MINT JULEP FOR THE KENTUCKY DERBY - 2010


The Kentucky Derby, of course, is the first Saturday in May. That's today!

The Derby broadcast is on NBC beginning at 4:00 PM.

It's a wet track. The favorites seem to be (as of now) Lookin At Lucky, Super Saver, Sidney's Candy and Ice Box (all with odds around 8-1 or 10-1), but how often does the favorite there actually win?

Here's the official site:

www.kentuckyderby.com

I've been watching the KD on TV every year for a long time. And I learned how to make a killer mint julep. I'd love to visit Churchill Downs for the race some day. But, in fact, I've never, ever been to a live horse race, not even at Belmont, which is not too far away from me. I must do that one of these days.

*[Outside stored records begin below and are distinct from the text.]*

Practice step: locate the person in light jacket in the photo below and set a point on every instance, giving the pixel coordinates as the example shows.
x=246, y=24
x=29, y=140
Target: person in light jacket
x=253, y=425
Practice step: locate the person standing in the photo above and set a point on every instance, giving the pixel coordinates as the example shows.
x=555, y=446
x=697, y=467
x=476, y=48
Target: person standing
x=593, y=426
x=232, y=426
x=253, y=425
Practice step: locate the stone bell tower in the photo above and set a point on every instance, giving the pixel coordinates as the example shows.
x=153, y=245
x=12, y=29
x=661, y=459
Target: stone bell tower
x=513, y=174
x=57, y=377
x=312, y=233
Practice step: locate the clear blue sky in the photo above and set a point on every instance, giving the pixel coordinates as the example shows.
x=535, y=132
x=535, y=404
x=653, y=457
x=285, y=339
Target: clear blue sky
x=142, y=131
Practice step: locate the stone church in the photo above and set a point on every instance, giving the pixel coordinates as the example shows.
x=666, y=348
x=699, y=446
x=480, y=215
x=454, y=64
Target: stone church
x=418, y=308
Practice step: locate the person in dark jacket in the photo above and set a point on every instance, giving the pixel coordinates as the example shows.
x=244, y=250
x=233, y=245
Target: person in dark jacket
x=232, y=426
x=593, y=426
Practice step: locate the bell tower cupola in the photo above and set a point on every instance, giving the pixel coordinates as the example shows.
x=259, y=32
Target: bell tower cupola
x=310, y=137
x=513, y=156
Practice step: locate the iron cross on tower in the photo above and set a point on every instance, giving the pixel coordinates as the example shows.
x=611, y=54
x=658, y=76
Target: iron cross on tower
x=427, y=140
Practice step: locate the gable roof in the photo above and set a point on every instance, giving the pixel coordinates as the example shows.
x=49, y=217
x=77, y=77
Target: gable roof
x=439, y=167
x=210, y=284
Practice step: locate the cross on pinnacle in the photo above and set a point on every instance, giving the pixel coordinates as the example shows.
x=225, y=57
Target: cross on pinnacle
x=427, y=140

I've always tried to have a mint julep (MJ) on KD day. That's how I discovered Ruth Reichl (for a while the NYT food critic). In the early 90's she was a food critic in LA. On a business trip I knew I would be somewhere south of LA on derby day. I needed my MJ. I noticed an article she had written in the LA Times Magazine about new fine restaurants in California, and I found one that was near where I'd be. When I went there on KD day, they didn't know how to make a mint julep, but they were nice enough to try to follow my instructions, and when the first one didn't quite work, tried again and came up with something memorable, together with a really good meal. I've followed R Reichl ever since.

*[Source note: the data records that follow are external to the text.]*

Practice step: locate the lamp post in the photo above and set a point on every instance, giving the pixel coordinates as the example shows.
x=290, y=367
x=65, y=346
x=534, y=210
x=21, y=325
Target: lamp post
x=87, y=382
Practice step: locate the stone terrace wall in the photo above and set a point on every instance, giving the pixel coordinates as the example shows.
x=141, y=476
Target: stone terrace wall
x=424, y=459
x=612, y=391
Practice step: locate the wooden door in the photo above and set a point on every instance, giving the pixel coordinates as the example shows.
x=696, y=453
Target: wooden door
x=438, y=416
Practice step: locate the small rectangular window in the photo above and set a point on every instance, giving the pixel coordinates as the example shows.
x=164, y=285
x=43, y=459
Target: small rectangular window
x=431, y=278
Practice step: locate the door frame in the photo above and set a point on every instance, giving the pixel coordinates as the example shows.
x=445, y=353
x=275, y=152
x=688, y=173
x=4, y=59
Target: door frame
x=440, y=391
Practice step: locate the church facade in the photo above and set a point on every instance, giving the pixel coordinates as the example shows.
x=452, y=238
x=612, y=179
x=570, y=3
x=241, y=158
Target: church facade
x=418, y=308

Here's how you make a wicked MJ. (Note: Don't drive or ride a horse or operate heavy machinery after this; don't ingest with anything that will exceed your tolerance for total number of chemicals in the body!) Boil a little bit of water and then put it in a cup with some washed and dried, torn up, fresh, nice looking mint leaves, to create a strong mint tea.
(Note: Mint leaves are not always that easy to get, and when you get a bunch, many leaves are often wilted, or blackened. It's important to select the best leaves even if that is only a fraction of the bunch of mint in the package.)

Add quite a bit of sugar. (Optionally -- ideally, in fact -- some sugar could be replaced with a half jigger of a sweet liqueur like Cointreau, Drambuie, or Grand Marnier.) Add about a half jigger of a good Kentucky Bourbon. (After trying quite I few, I found that my favorite is definitely Maker's Mark.) Add this mixture with some additional torn up, fresh, nice looking mint leaves to ice in a crusher.

Crush the mixture of sweetened mint tea, and bourbon to make a tall glass worth of flavored crushed ice. Take a tall, chilled glass, add a long straw, fill the glass with the crushed ice, and then pour in a jigger more bourbon to fill up the cracks. Turn on the pre-race show, and enjoy it!

It's matter of taste what you eat with the drink, if anything. My own preference is Greek or similar appetizers. In the New York area, Molyvos probably has the best selection of appetizers I know of. Near Carnegie Hall, they do provide food to go if that's how you want to enjoy the Derby.

I enjoy the race, by the way, but to make the race better (since it only lasts two minutes, after all), enhancing it with slow motion replays and particular horses isolated in the picture (the more the better) is a way of greatly extending the experience. I hope the TV broadcast does a lot of that.